ARTICLE | doi:10.20944/preprints202007.0046.v1
Subject: Medicine & Pharmacology, General Medical Research Keywords: Hantavirus cardiopulmonary syndrome; Hantavirus pulmonary syndrome; extracorporeal membrane oxygenation; transpulmonary thermodilution; high volume hemofiltration; Andes Hantavirus
Online: 5 July 2020 (05:24:11 CEST)
Background: Hantavirus cardiopulmonary syndrome (HCPS) has a high lethality. About two-thirds of the severe cases may be rescued by extracorporeal membrane oxygenation (ECMO).
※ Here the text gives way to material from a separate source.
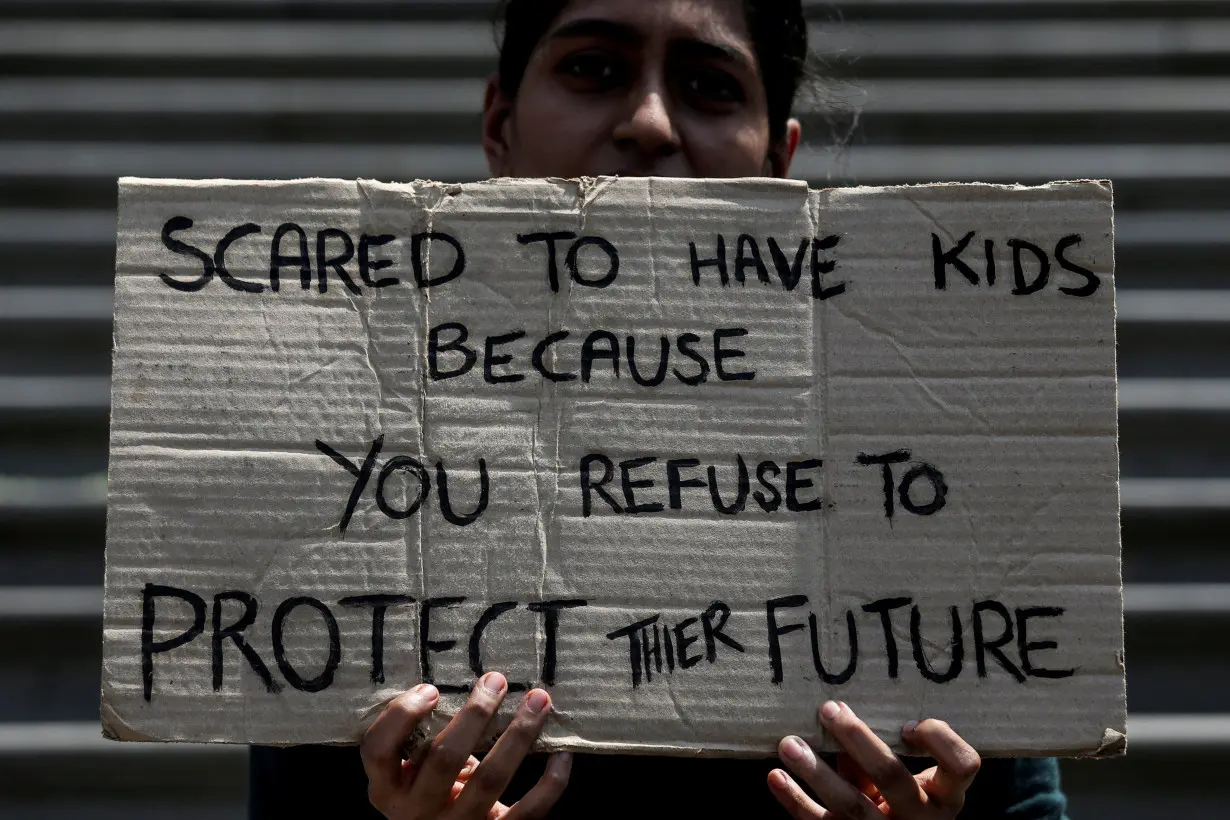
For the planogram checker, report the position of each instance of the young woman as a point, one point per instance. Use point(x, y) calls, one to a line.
point(647, 87)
However, about half of the patients supported by ECMO suffer major complications. High volume hemofiltration (HVHF) is a depurative extracorporeal support that provides homeostatic balance allowing hemodynamic stabilization in some critically ill patients. Methods: We implemented HVHF prior to ECMO consideration in the last five severe HCPS patients requiring mechanical ventilation and vasoactive drugs admitted to our intensive care unit. Patients were considered HVHF-responders if ECMO was avoided and nonresponders if ECMO support was needed. Results: The first two patients required ECMO, while the last three did not. Patients had a maximum serum lactate of 8.4 [4.3-14] mMol/L and a lowest cardiac index of 1.76 [1.45-2.9] L/min/m2. Nonresponders were connected later to HVHF, displayed progressive tachycardia and decreasing stroke volume. The opposite was true for HVHF-responders who also received targeted-HVHF compounded by aggressive hyperoncotic albumin, sodium bicarbonate and calcium supplementation plus ultrafiltration to avoid fluid overload. All patients survived, but one of the ECMO patients suffered a vascular complication. Conclusion: HVHF may contribute to support severe HCPS patients avoiding the need for ECMO in some of them. Early connection and targeted-HVHF may increase the chance of success.